Sunday, July 21, 2013

The Next Greatest Generation

This week's guest blog is from Dr. Ryan Longnecker, a Metro-Nashville Public School Dean of Students at an urban middle school. His musings here are a charge for us all to reflect upon the current state of public education and see where it is we (each and every one of us) can contribute.

Tom Brokaw originally coined the term "The Greatest Generation" to describe the generation "who grew up in the United States during the deprivation of the Great Depression, and then went on to fight in World War II, as well as those whose productivity within the war's home front made a decisive material contribution to the war effort." This great group of people, who despite their desperate beginnings, came together as a nation to defeat great evils and desperate odds. This is one of the main reasons our country can enjoy the freedoms and successes that it does today.



Now our country faces another great evil and desperate odds....but on a completely different front, and instead of struggling against outside forces that would threaten the freedoms of our nation, we now fight an internal war that is slowly chipping away at the very foundations that make our people and land great.

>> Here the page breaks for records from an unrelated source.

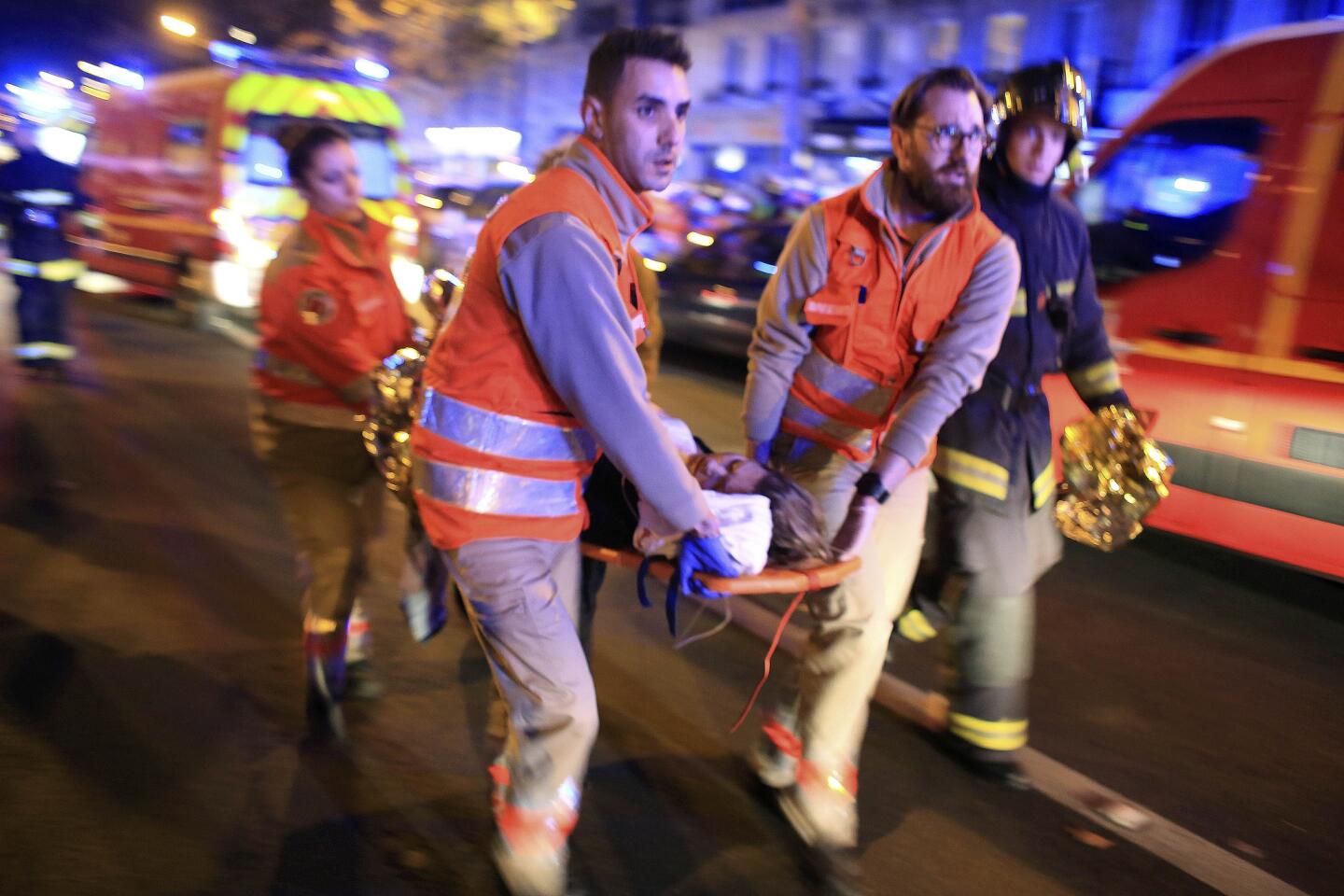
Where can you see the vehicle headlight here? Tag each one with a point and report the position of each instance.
(230, 282)
(409, 277)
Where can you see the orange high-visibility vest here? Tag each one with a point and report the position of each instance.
(497, 453)
(871, 326)
(329, 314)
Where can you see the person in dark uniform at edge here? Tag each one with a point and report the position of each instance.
(36, 192)
(993, 517)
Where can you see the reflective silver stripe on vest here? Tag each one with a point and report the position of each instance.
(855, 436)
(492, 492)
(846, 385)
(280, 369)
(504, 434)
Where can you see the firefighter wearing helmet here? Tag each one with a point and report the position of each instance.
(993, 511)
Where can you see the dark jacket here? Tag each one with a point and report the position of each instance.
(1056, 326)
(35, 191)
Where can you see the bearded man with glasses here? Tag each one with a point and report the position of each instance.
(885, 311)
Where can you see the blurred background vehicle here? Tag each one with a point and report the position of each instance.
(1216, 220)
(710, 292)
(451, 219)
(187, 183)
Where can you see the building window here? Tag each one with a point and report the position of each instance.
(1307, 9)
(944, 40)
(1202, 24)
(734, 49)
(1169, 196)
(781, 62)
(1002, 40)
(874, 60)
(598, 19)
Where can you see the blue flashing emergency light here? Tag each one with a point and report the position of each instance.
(225, 52)
(370, 69)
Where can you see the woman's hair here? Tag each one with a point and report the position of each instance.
(797, 539)
(301, 143)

The current state of education has become a battleground as teachers, students, parents, governments, LEA's, and private businesses all maintain that they know what is best for learning and blame the other parties for the lack of achievement in our schools. Every day brings a new wave of methods, technologies, and learning methods that are promised to raise achievement, growth, and the success of students. And yet, the solution does not lie in trinkets and methods, it sits on our kitchen tables.



To "fix" our education system and put it back on the path towards success will take the efforts of the NEXT "Greatest Generation." It will take an entire generation letting go of the current mindset of "what can I get for myself" and "what can I do to enjoy myself tonight" and getting back to a sense of sacrifice for the greater good. It will take turning off the TV and getting back to the kitchen table. Putting down the iPad and teaching your child how to multiply fractions. Take a moment and read http://www.michigan.gov/documents/Final_Parent_Involvement_Fact_Sheet_14732_7.pdf and ask yourself if YOU are making the sacrifices you need to make so that your children will be successful.

What are your thoughts? What did you think about the statistics in the www.michigan.gov article? Are we living in desperate times? Could this next generation be the NEXT Greatest Generation?